By Christina Calloway
PNT senior writer
Retired Air Force Lt. Col. Irl “Leon” Franklin said when he and hundreds of other servicemen were told about a secret mission more than 40 years ago, later found out to be the Son Tay Raid in Vietnam, they were given the choice to opt out.
“There were 300 men there and not a soul moved,” Franklin said.
It was that courageous and selfless attitude of his peers that made Franklin feel confident in his group of 13 men he served with who were among the men selected to carry out Operation King Pin.
King Pin was a special operations raid in 1970 on a North Vietnamese prisoner of war camp where sources reported that more than 75 American POWs were being held in atrocious conditions. About 100 servicemen were deployed to rescue the prisoners, though the POWs had been moved by the time they arrived.
Franklin was the aircraft commander of the lead MC-130E Combat Talon I aircraft during the raid, aircraft 0523, an operation that was arguably one of the most important missions the plane was used for. He and a few of the others from his flight crew that day made their way to Cannon Air Force Base on Friday to commemorate the plane’s final resting place at a dedication ceremony for Cherry 01, the plane’s original call sign.

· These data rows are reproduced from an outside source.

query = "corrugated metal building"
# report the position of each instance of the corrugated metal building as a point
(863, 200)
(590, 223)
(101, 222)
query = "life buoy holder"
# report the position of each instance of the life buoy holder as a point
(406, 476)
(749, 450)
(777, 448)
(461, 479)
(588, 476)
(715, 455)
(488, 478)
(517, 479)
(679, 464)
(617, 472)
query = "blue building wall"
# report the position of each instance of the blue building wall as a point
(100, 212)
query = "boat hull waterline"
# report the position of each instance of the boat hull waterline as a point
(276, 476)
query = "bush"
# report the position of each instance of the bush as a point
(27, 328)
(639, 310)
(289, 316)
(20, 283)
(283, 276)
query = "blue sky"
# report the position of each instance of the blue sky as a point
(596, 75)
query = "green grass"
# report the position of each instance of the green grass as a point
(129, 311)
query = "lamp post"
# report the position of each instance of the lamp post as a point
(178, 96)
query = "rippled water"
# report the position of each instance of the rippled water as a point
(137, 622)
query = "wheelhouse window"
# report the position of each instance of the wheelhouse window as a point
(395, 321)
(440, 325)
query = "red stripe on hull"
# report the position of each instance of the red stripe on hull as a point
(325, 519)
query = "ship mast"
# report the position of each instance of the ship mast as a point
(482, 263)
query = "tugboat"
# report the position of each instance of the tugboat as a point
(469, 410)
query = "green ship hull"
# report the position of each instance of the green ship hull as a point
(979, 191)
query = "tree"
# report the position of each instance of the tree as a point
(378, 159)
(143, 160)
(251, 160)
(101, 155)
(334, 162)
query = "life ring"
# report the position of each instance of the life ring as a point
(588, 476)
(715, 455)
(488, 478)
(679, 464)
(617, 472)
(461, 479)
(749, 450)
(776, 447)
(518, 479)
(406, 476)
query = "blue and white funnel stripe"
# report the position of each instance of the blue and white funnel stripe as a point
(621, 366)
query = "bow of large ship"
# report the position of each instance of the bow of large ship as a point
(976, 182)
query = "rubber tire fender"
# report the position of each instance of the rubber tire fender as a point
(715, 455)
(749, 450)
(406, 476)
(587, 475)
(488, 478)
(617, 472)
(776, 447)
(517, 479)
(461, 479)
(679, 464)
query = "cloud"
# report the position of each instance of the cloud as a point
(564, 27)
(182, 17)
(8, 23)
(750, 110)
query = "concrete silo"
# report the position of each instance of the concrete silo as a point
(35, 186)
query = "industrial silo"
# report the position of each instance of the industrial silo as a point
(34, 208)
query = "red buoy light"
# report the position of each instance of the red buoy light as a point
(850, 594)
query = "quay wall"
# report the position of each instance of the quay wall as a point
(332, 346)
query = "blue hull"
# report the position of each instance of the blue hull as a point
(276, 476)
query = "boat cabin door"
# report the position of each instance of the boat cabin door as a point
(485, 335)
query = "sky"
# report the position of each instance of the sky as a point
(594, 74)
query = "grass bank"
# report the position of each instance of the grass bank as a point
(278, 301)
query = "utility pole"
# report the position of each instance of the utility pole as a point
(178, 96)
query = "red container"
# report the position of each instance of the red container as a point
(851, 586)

“We’re thrilled it made its final mission and home here at Cannon,” said Col. Buck Elton, the base’s wing commander, at the ceremony. “Thousands of man hours have been put in to prepare it for its static display.”
The plane made its final flight into Cannon on June 2012 and has undergone several months of demilitarization to prepare it for its display near the main gate of Cannon. The plane was brought to Cannon because of its special operations forces heritage.
Franklin and Elton, who flew the plane during a combat mission in Afghanistan, were on the aircraft during the final engine shutdown.
Franklin said the Pentagon asked for him by name to participate in the raid. He and his flight crew planned and trained for the operation at Eglin Air Force Base, Fla.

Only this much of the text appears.